TLS(SSL)-сертификаты балансировщика нагрузки

TLS(SSL)-сертификаты балансировщика нагрузки

Для работы с HTTPS-трафиком на балансировщик необходимо добавить TLS(SSL)-сертификат, чтобы балансировщик мог читать HTTPS-запросы и использовать информацию протокола HTTP для правильной балансировки. Терминация TLS-сертификата происходит на балансировщике, балансировщик передает данные серверам по HTTP.

Если вы настраиваете балансировщик для работы с кластером Managed Kubernetes, для добавления сертификата используйте инструкцию Терминировать TLS-соединения⁠ в разделе Managed Kubernetes. Для корректной работы балансировщика в кластере все действия с балансировщиком необходимо выполнять через kubectl.

Балансировщик нагрузки работает с TLS(SSL)-сертификатами из менеджера секретов. Вы можете:

• выпустить бесплатный Let's Encrypt® сертификат, в том числе Wildcard (для домена и поддоменов);
• добавить пользовательский сертификат, поддерживаются сертификаты с опциями SAN (один сертификат для нескольких доменов) и Wildcard.

Сертификаты с пустым полем CN (Common Name) не поддерживаются в балансировщиках нагрузки.

При перевыпуске или обновлении сертификата в менеджере он автоматически обновится на балансировщике. Сессии со старым сертификатом будут прерваны и переустановлены с новым сертификатом в течение трех часов после обновления сертификата. Для большинства протоколов переустановка сессий происходит незаметно для конечных пользователей.

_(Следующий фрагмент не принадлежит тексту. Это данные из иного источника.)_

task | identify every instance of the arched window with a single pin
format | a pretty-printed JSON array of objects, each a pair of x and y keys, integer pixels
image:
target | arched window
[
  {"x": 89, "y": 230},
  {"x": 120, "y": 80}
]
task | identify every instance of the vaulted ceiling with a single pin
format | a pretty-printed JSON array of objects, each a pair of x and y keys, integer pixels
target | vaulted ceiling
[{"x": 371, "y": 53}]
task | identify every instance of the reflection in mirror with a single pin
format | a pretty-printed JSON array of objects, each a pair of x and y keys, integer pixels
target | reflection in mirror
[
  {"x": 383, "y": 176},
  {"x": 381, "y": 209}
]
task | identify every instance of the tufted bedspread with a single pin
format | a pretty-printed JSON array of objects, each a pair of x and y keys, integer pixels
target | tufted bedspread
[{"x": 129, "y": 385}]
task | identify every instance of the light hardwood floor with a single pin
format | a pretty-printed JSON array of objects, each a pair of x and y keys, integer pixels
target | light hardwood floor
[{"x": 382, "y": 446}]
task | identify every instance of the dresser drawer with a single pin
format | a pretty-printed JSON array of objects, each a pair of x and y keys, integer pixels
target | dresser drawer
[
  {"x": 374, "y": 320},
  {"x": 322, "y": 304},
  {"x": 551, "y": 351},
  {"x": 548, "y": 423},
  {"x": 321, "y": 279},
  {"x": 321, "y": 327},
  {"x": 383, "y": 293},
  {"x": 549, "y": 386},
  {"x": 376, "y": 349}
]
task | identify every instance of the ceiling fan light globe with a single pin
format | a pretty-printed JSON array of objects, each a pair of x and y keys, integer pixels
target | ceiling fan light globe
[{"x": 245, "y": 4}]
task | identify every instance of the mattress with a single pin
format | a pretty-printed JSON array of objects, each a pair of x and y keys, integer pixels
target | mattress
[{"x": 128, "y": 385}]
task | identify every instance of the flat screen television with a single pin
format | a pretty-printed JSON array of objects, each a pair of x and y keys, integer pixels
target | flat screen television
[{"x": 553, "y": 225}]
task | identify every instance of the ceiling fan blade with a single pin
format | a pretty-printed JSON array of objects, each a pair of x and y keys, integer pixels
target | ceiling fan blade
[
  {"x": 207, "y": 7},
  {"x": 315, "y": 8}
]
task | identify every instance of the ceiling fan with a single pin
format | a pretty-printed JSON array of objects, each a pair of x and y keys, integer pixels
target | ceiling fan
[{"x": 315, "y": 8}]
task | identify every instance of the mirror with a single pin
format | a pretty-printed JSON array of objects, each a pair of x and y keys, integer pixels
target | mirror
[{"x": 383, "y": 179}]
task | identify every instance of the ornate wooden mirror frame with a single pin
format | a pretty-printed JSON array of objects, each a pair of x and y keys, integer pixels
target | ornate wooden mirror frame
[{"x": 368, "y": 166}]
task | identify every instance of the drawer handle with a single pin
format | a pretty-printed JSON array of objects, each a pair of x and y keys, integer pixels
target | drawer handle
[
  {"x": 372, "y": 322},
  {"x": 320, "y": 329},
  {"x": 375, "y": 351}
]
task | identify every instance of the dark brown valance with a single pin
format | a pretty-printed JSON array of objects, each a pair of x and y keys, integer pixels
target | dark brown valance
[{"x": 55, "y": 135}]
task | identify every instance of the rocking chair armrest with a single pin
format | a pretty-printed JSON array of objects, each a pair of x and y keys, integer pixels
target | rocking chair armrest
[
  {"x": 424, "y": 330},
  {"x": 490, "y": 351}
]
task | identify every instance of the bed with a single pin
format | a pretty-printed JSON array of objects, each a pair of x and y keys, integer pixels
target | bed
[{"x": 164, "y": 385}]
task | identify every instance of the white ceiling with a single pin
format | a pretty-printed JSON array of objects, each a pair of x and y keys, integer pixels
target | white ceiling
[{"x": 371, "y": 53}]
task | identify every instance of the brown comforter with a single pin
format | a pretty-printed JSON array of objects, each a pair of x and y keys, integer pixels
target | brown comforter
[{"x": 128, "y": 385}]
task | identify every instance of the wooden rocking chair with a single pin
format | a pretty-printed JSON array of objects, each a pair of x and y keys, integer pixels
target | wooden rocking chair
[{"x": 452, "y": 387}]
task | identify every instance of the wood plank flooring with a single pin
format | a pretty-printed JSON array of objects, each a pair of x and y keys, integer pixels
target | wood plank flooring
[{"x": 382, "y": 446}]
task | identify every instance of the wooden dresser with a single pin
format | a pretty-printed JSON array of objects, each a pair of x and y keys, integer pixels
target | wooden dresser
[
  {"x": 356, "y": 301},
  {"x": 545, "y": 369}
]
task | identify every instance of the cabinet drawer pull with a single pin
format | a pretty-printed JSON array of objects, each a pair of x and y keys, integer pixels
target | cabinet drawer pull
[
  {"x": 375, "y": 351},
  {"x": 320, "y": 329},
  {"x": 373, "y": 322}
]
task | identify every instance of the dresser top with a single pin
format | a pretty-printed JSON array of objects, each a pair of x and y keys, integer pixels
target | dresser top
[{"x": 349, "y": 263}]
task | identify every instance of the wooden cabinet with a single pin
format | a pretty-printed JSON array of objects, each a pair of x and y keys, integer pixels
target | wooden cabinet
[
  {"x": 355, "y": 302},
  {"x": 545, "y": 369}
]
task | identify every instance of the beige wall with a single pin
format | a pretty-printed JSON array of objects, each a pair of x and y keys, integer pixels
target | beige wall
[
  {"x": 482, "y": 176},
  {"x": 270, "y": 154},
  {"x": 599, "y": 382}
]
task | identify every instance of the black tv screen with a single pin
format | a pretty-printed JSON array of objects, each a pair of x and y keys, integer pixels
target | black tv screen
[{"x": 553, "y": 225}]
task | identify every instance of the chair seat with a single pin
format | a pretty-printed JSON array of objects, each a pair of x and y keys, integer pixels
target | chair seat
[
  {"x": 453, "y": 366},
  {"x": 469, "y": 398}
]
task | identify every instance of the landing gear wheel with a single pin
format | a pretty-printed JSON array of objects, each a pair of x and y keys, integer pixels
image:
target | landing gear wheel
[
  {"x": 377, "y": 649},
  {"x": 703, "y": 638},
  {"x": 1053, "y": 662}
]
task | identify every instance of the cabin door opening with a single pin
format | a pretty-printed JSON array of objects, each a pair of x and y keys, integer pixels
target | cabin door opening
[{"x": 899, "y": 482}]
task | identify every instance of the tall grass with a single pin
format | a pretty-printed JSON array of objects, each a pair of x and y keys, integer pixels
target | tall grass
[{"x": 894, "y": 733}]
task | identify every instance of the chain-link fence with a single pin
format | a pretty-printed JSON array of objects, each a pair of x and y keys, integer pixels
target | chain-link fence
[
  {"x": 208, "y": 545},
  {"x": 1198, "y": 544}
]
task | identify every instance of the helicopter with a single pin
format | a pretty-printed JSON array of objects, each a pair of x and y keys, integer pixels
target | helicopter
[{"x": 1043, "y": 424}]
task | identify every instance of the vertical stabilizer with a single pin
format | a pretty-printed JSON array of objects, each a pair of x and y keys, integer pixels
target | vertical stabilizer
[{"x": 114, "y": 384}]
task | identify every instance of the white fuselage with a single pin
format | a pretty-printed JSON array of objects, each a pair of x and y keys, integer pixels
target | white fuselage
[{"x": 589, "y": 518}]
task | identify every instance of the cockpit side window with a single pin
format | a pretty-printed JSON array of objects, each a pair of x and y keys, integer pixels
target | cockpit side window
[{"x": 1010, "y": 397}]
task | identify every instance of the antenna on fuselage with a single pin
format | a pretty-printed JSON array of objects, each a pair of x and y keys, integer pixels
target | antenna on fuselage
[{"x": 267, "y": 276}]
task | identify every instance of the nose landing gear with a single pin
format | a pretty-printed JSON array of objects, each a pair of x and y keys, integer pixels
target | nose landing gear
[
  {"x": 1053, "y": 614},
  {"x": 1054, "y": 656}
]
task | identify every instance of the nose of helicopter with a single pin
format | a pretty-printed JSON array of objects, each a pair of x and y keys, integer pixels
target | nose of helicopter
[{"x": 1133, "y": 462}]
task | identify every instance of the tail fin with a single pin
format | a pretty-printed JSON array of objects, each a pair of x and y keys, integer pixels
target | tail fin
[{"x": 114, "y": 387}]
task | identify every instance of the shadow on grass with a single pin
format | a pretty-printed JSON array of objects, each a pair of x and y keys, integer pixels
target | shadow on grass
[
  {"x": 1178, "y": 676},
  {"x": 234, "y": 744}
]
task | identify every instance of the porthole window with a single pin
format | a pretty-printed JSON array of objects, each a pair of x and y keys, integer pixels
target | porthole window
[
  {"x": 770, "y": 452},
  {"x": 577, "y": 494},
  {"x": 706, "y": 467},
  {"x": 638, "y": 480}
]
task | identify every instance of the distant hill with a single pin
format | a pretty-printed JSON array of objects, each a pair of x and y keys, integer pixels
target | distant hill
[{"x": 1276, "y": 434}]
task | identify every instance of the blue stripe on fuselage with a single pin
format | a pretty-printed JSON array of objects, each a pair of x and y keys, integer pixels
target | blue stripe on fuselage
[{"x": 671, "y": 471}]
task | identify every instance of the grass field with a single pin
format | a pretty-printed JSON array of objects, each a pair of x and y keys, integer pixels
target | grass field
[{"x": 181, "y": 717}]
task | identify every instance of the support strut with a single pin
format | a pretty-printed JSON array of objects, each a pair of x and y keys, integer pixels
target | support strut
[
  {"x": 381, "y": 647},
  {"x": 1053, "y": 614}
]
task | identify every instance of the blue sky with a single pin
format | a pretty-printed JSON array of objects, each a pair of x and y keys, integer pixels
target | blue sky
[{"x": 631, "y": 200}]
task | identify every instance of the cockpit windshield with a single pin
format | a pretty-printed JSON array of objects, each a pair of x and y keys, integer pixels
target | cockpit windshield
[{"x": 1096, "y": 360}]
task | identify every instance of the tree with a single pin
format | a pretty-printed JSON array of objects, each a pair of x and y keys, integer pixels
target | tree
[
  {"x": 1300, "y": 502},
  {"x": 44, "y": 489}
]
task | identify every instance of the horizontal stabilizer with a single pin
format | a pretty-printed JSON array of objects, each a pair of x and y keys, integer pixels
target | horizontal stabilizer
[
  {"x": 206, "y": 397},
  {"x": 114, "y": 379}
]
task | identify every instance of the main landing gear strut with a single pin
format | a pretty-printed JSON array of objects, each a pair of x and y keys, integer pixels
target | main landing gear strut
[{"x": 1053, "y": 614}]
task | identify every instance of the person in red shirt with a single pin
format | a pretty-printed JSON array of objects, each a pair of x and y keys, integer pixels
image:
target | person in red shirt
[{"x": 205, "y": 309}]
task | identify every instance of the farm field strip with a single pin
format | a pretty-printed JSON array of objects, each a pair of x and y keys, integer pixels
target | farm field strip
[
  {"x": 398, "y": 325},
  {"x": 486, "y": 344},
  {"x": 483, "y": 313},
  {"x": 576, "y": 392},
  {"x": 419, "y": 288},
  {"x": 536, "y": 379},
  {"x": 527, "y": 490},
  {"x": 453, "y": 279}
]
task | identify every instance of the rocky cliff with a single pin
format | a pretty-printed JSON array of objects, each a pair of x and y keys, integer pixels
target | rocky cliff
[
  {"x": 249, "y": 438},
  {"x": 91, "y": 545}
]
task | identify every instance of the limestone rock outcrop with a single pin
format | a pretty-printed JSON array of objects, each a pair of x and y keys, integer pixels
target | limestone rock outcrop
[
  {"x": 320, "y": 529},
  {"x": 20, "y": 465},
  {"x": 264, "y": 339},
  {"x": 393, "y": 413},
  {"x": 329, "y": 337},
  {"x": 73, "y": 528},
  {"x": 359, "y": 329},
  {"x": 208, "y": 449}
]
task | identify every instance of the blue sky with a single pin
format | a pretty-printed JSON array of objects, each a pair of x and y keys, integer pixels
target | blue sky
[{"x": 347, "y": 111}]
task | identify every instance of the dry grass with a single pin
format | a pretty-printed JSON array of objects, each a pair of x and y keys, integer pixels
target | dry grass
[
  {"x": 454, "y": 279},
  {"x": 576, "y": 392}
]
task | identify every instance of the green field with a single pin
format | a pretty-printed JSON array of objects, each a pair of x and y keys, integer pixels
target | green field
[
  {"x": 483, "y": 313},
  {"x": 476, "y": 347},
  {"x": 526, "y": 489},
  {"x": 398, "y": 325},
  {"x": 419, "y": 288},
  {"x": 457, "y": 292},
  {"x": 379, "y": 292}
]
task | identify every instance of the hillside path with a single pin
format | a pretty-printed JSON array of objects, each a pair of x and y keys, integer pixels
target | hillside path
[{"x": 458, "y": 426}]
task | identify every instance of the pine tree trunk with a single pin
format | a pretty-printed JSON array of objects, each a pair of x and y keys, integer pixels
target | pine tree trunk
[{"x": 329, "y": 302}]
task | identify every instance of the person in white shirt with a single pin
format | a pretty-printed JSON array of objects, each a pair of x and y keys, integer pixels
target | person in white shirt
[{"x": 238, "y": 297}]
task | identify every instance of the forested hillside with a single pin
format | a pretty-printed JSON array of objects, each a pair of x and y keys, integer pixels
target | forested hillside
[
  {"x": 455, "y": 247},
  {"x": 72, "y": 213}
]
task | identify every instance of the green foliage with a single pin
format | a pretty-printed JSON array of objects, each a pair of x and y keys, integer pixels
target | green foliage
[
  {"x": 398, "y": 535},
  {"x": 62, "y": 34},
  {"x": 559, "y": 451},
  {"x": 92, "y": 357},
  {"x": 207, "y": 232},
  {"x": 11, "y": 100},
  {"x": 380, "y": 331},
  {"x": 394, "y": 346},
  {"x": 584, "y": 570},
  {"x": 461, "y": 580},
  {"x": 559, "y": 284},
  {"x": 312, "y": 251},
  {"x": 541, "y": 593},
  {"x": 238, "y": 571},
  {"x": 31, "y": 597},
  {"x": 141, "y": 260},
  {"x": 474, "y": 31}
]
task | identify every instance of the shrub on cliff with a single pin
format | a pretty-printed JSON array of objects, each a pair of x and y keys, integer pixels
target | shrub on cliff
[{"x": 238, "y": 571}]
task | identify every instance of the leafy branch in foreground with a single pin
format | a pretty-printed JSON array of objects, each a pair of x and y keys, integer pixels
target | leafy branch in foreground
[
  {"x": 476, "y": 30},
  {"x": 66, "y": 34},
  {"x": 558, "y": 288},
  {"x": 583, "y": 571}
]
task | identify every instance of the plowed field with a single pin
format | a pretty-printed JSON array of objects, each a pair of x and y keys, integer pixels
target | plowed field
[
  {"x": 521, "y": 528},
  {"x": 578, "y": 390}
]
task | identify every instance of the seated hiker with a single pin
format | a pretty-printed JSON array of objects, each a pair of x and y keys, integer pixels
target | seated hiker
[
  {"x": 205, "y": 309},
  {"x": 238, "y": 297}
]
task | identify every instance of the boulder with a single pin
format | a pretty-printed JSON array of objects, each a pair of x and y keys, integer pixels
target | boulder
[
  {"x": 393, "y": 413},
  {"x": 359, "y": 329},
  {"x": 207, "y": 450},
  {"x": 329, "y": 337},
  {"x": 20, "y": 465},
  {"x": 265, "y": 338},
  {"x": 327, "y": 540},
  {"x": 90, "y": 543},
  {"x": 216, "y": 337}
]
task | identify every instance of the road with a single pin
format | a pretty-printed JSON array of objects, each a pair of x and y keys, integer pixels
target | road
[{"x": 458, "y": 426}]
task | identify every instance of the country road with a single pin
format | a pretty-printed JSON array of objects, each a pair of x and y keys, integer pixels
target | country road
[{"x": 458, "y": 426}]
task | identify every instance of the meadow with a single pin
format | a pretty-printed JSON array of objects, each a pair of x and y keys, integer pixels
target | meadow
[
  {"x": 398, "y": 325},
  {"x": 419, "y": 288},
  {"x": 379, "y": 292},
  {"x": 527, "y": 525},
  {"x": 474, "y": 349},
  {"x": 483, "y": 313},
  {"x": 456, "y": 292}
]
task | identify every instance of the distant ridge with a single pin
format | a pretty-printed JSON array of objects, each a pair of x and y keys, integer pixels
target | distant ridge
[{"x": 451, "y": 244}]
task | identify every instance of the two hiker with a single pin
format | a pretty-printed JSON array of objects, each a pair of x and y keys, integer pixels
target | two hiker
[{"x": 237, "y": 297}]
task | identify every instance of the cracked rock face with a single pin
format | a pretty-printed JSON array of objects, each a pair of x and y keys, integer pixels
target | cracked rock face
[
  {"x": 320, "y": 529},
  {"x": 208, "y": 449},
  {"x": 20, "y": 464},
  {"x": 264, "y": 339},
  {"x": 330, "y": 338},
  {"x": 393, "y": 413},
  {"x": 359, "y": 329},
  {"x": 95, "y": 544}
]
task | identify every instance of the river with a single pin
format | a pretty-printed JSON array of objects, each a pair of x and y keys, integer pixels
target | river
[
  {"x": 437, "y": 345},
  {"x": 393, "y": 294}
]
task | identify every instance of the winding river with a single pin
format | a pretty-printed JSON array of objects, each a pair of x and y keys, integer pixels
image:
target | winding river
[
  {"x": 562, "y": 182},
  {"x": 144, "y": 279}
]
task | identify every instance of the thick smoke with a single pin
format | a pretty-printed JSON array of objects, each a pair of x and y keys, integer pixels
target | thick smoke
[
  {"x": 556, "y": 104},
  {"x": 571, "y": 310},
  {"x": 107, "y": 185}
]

Сертификат добавляется при создании правила. В панели управления для правила можно выбрать только один сертификат. Если вам нужно добавить в правило несколько сертификатов, сертификаты нужно добавить через OpenStack CLI.

Добавить несколько TLS(SSL)-сертификатов для балансировщика⁠

1. Добавьте TLS(SSL)-сертификаты в менеджере секретов — выпустите Let's Encrypt® сертификаты или загрузите пользовательские. Сертификаты с пустым полем CN (Common Name) не поддерживаются в облачных балансировщиках нагрузки.

2. Откройте OpenStack CLI.

3. Добавьте сертификаты — создайте новое правило для балансировщика нагрузки или обновите существующее:

   Создать правило

   openstack loadbalancer listener create \
     -v --protocol-port 443 \
     --protocol TERMINATED_HTTPS \
     --name <listener_name> \
     --default-tls-container=<certificate_uuid_1> \
     --sni-container-refs <certificate_uuid_1> <certificate_uuid_2> \
     -- <loadbalancer>

   Укажите:

   • <listener_name> — имя правила;
   • <certificate_uuid_1>, <certificate_uuid_2> — ID сертификатов. Можно скопировать в панели управления: в верхнем меню нажмите Продукты → Менеджер секретов → вкладка Сертификаты → в меню сертификата выберите Скопировать UUID;
   • <loadbalancer> — ID или имя балансировщика. Список можно посмотреть с помощью команды openstack loadbalancer list.

   Обновить правило

   openstack loadbalancer listener set \
     --sni-container-refs <certificate_uuid_1> <certificate_uuid_2> \
     -- <listener>

   Укажите:

   • <certificate_uuid_1>, <certificate_uuid_2> — ID сертификатов. Можно скопировать в панели управления: в верхнем меню нажмите Продукты → Менеджер секретов → вкладка Сертификаты → в меню сертификата выберите Скопировать UUID;
   • <listener> — ID или имя правила. Список можно посмотреть с помощью команды openstack loadbalancer listener list.